Sylvester Researchers Find Abundant Mutations in Metastatic Uveal Melanoma
New insights could inform diagnoses and treatment
In a study published in the Nature family journal npj Genomic Medicine, researchers with Sylvester Comprehensive Cancer and Bascom Palmer Eye Institute at the University of Miami’s Miller School of Medicine, Columbia University, Memorial Sloan Kettering Cancer Center and other institutions have mapped mutations associated with uveal melanoma metastasis over time and anatomic location. These findings could lead to better cancer diagnostics and improved disease management.
“We see a wide range of mutations in the metastatic tumors, many more than are usually found in uveal melanoma primary tumors,” said co-senior author J. William Harbour, M.D., Dr. Mark Daily endowed professor of Ophthalmology, vice chair for translational research and director of Ocular Oncology at the Bascom Palmer Eye Institute, and associate director for basic science at Sylvester Cancer Center. “The disease gets very complex, very quickly once it metastasizes.”
In the study, researchers conducted rapid autopsies on two uveal melanoma patients, collecting biopsies from 11 tumors in each patient, including the primary tumor. Whole exome sequencing (which only analyzes gene sequences) was performed on the first patient and whole genome sequencing on the second.
Mapping Cancer’s Progression
By analyzing the mutations in various tumors, the team mapped out the cancer’s progression over time and space. Secondary tumors emanated from both the primary tumor and other metastases. As this process continued, mutation levels increased.
As expected, the results showed relatively few mutations in the primary tumors. In fact, cells generally overcome a single dangerous mutation by becoming senescent, a form of cellular sleep. A secondary mutation subsequently eradicates this safeguard, allowing the cancer to grow and take hold. Dr. Harbour had previously identified two of the key genes (BAP1 and SF3B1) which the team believes undergo mutations during tumor evolution to cancel this senescence checkpoint. Despite this slow start, once the tumor metastasizes, mutations accelerate rapidly.
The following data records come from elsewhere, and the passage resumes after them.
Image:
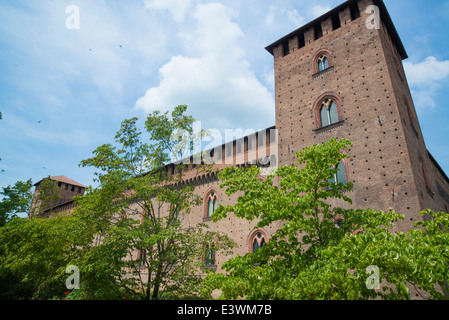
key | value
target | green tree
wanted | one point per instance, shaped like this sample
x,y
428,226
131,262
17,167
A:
x,y
17,200
127,212
34,254
310,256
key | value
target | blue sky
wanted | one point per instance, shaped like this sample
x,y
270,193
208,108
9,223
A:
x,y
64,92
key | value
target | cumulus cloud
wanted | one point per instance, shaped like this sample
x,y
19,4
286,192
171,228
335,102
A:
x,y
276,13
215,80
177,8
318,10
425,79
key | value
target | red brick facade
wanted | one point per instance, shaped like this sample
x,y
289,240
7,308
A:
x,y
389,164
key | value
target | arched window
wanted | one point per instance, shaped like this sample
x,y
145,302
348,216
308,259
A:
x,y
340,176
323,63
322,60
328,113
211,203
257,240
210,255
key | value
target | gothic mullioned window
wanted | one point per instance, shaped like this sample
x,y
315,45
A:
x,y
211,203
340,176
322,60
327,110
328,113
257,240
210,255
323,63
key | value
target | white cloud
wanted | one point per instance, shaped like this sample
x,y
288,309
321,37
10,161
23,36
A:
x,y
177,8
276,14
215,80
318,10
425,78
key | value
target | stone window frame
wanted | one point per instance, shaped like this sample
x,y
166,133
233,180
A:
x,y
319,56
207,255
253,237
316,109
212,193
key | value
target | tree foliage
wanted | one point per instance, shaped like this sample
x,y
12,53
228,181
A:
x,y
17,200
310,256
128,212
34,254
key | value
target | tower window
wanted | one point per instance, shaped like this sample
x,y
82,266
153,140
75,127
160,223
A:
x,y
210,255
257,240
323,63
328,113
336,24
355,11
301,41
340,176
212,203
286,48
318,31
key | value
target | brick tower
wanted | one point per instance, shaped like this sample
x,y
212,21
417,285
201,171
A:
x,y
341,75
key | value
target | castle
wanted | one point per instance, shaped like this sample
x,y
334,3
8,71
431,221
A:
x,y
340,75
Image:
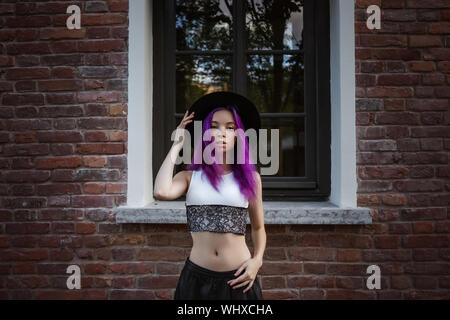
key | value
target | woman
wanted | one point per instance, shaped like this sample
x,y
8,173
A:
x,y
219,196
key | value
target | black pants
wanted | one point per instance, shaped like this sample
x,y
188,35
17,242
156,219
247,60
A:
x,y
198,283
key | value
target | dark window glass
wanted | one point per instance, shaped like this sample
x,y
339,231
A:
x,y
275,52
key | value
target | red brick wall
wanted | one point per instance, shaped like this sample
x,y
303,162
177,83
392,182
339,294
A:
x,y
63,146
403,132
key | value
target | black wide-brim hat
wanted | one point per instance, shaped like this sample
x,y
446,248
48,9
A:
x,y
247,111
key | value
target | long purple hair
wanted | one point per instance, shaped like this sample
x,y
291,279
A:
x,y
243,173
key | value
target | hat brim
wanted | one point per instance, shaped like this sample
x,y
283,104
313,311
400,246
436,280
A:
x,y
247,111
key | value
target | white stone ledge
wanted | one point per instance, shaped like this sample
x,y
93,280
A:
x,y
275,212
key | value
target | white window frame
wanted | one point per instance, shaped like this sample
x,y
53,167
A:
x,y
140,105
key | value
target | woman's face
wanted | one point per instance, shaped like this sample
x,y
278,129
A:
x,y
223,129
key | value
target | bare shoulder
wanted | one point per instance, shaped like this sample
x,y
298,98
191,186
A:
x,y
257,176
186,175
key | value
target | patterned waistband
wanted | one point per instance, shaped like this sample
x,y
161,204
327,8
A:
x,y
217,218
207,272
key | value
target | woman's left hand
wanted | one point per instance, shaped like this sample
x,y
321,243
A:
x,y
251,267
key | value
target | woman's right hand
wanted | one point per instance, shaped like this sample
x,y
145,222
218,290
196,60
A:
x,y
179,134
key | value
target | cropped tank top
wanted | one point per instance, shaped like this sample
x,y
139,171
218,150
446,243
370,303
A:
x,y
209,210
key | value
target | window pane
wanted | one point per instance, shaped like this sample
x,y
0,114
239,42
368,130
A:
x,y
203,24
291,143
274,24
276,82
199,75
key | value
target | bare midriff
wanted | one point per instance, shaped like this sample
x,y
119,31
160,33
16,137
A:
x,y
219,251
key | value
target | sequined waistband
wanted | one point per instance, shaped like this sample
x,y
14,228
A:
x,y
216,218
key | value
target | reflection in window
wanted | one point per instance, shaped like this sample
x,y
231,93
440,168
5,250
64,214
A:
x,y
292,144
203,25
198,75
274,24
276,82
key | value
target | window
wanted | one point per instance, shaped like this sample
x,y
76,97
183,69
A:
x,y
276,53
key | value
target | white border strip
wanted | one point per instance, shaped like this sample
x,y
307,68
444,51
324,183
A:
x,y
140,104
343,129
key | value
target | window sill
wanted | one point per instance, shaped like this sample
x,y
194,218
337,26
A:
x,y
283,212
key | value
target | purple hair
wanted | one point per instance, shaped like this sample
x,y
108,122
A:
x,y
242,172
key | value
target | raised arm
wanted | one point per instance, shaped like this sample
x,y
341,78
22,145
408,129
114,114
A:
x,y
166,186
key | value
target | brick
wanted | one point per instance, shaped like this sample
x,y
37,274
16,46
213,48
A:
x,y
425,241
52,163
421,66
389,92
384,172
439,27
444,66
423,227
424,41
100,148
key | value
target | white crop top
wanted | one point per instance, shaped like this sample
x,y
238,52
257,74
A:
x,y
201,192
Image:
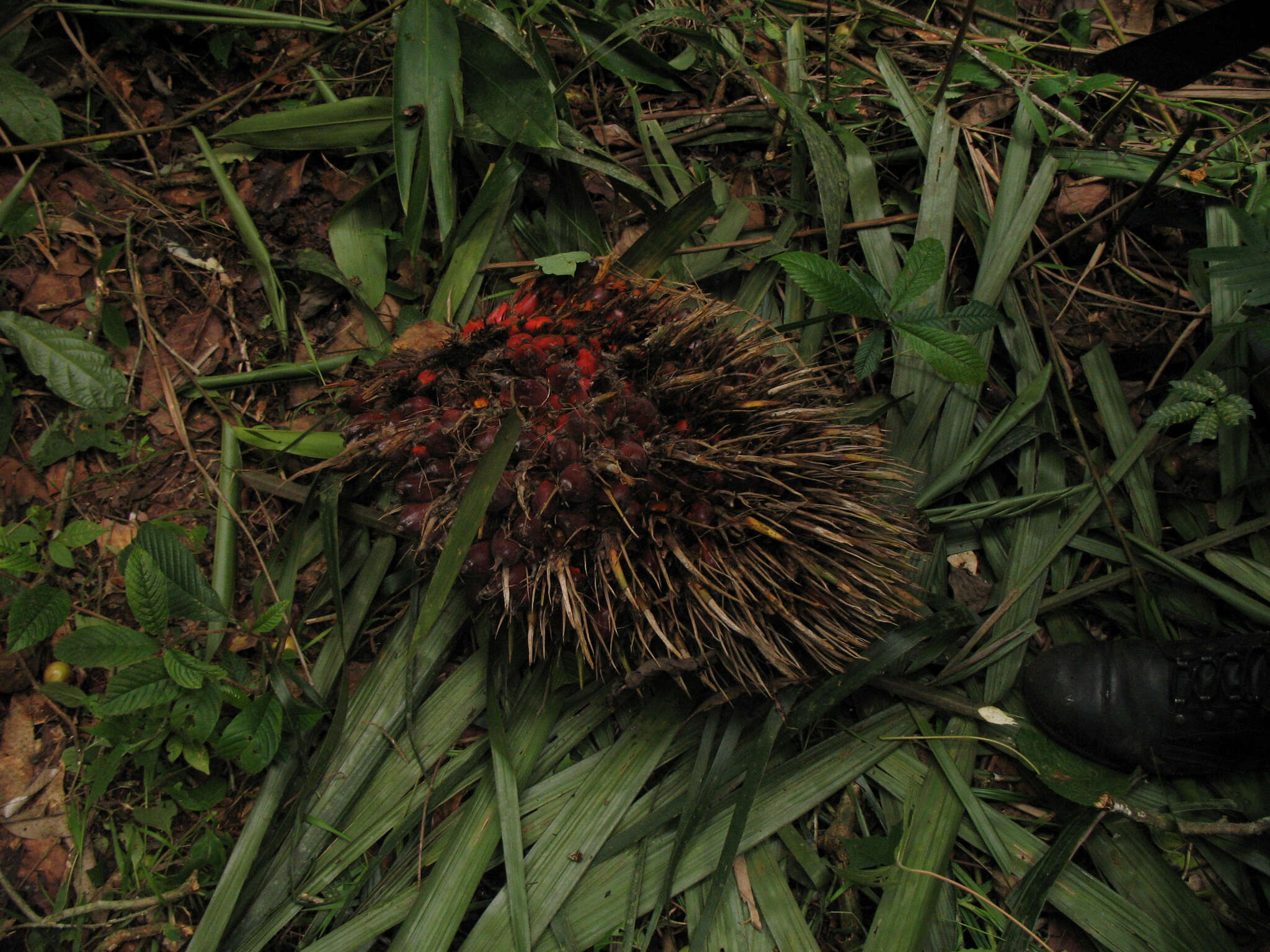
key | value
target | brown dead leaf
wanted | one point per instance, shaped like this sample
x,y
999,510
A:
x,y
118,82
1081,198
629,236
746,188
339,186
117,536
50,289
987,110
20,484
17,751
197,338
422,335
969,591
747,894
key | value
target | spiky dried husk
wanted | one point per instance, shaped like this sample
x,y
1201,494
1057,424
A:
x,y
683,489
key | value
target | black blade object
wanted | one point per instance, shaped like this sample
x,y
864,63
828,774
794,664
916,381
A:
x,y
1193,48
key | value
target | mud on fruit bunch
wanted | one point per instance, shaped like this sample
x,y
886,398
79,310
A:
x,y
683,491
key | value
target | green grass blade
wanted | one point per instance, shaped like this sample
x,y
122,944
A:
x,y
566,851
270,283
668,231
426,74
906,909
1109,395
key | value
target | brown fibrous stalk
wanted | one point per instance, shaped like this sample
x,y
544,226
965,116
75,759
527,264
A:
x,y
683,488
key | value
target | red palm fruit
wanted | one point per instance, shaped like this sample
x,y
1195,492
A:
x,y
575,485
479,560
506,549
564,452
411,517
681,490
546,499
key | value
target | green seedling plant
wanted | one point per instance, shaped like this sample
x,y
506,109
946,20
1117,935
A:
x,y
1208,402
938,337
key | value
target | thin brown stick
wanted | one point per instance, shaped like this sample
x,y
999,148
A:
x,y
211,103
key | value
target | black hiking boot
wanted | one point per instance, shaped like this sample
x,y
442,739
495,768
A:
x,y
1186,707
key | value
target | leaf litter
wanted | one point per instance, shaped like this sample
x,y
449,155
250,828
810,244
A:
x,y
109,225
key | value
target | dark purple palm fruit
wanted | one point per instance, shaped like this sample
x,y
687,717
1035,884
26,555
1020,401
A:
x,y
682,491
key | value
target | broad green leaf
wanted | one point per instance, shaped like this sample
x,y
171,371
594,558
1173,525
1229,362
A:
x,y
272,617
27,110
252,738
426,77
13,202
922,268
346,125
190,672
138,687
832,284
323,446
104,646
563,263
195,712
358,245
148,593
950,355
270,284
506,92
35,615
76,371
190,596
869,353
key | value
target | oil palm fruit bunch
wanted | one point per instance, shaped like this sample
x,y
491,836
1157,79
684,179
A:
x,y
683,495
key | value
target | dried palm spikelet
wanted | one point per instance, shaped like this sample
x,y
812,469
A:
x,y
683,494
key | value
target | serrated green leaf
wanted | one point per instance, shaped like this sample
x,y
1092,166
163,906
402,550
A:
x,y
196,756
869,353
148,593
975,318
833,286
1233,410
139,687
65,695
189,594
345,125
1206,426
321,446
195,712
252,738
922,268
950,355
35,615
27,110
190,672
104,646
76,371
82,532
506,92
271,617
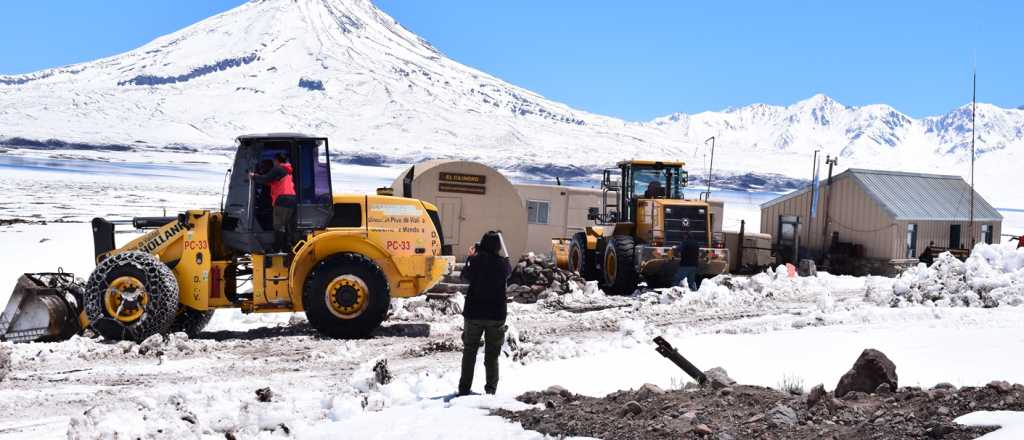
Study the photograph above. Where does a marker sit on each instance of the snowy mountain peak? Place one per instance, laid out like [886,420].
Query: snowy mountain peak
[345,70]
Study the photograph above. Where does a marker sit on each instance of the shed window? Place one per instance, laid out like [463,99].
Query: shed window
[911,240]
[537,212]
[954,238]
[986,233]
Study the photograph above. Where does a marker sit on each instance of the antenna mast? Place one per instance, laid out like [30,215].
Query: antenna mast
[974,112]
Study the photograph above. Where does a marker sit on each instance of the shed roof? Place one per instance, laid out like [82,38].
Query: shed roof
[915,195]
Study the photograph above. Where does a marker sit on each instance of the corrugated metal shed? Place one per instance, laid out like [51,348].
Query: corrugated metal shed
[924,196]
[915,196]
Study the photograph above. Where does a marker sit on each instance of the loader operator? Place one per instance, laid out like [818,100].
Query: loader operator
[279,178]
[487,272]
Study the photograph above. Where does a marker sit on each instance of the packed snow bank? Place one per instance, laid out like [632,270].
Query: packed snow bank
[727,292]
[963,346]
[292,409]
[991,276]
[1012,423]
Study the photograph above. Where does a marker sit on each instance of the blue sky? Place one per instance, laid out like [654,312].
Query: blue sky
[634,59]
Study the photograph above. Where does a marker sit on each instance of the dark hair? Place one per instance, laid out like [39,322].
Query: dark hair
[491,243]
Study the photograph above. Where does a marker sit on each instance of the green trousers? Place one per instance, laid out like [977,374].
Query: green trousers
[494,336]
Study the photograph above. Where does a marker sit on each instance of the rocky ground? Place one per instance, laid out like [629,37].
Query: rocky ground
[757,412]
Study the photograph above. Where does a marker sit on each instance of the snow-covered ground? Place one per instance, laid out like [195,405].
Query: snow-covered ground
[762,330]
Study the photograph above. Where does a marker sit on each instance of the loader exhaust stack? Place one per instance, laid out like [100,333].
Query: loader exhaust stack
[667,350]
[44,307]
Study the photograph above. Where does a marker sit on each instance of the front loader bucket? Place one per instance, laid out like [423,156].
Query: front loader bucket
[44,307]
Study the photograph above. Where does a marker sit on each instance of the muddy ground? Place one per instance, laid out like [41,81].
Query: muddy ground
[757,412]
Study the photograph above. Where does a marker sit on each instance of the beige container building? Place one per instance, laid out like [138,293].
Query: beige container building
[556,212]
[893,215]
[471,200]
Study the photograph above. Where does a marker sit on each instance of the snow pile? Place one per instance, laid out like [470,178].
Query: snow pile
[423,309]
[187,415]
[286,410]
[4,360]
[727,292]
[991,276]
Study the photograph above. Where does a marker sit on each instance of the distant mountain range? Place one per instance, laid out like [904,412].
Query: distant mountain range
[346,70]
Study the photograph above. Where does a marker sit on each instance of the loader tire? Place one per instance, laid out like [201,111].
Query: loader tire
[192,321]
[620,271]
[131,271]
[582,260]
[347,296]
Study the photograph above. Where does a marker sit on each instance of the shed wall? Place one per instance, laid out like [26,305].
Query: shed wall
[854,215]
[938,232]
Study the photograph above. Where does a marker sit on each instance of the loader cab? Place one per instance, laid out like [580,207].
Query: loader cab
[645,179]
[248,211]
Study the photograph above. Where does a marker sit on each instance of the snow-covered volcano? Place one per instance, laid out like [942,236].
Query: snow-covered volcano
[345,70]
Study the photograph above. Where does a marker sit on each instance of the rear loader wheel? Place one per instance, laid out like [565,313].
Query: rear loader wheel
[131,296]
[347,296]
[620,271]
[582,260]
[192,321]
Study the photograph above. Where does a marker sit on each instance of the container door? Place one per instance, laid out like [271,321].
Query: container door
[451,212]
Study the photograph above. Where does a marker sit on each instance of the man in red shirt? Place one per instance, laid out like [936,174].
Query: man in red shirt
[282,198]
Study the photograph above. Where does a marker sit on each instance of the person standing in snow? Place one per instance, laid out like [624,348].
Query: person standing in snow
[486,272]
[279,178]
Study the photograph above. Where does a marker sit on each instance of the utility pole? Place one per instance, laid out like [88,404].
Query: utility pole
[974,112]
[830,162]
[813,200]
[711,166]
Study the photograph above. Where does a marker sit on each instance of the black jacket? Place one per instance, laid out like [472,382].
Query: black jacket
[487,275]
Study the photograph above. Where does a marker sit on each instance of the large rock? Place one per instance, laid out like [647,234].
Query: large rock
[782,415]
[871,369]
[718,379]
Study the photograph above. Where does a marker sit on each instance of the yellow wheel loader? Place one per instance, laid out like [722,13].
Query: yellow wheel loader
[349,256]
[641,234]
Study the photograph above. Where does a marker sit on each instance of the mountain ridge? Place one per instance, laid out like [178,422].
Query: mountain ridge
[346,70]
“The sheer number of mutations was really surprising,” Dr. Harbour said. “Even though primary uveal melanoma tumors have quite few, when we get to the metastases, we start seeing many more, which suggests a loss of DNA damage repair and chromosome maintenance mechanisms.”
Diversity of Mutations
The study also identified some rare genetic variations. One patient had a mutated KRAS gene, a powerful and common oncogene in other cancer types that has never before been linked to uveal melanoma.
This diversity of mutations poses clinical challenges but also outlines a potential path forward. While it would be difficult, if not impossible, to surgically biopsy every metastatic tumor, liquid biopsies, which measure circulating tumor DNA in blood, could provide a more global read on a patient’s overall tumor burden. The Harbour lab is currently working to develop a liquid biopsy for uveal melanoma.
“A promising approach would be to monitor a uveal melanoma patient’s circulating tumor DNA, even if they seem to be responding to therapy,” Dr. Harbour said. “We could watch for new mutations that might herald treatment failure that could also suggest more effective therapies.”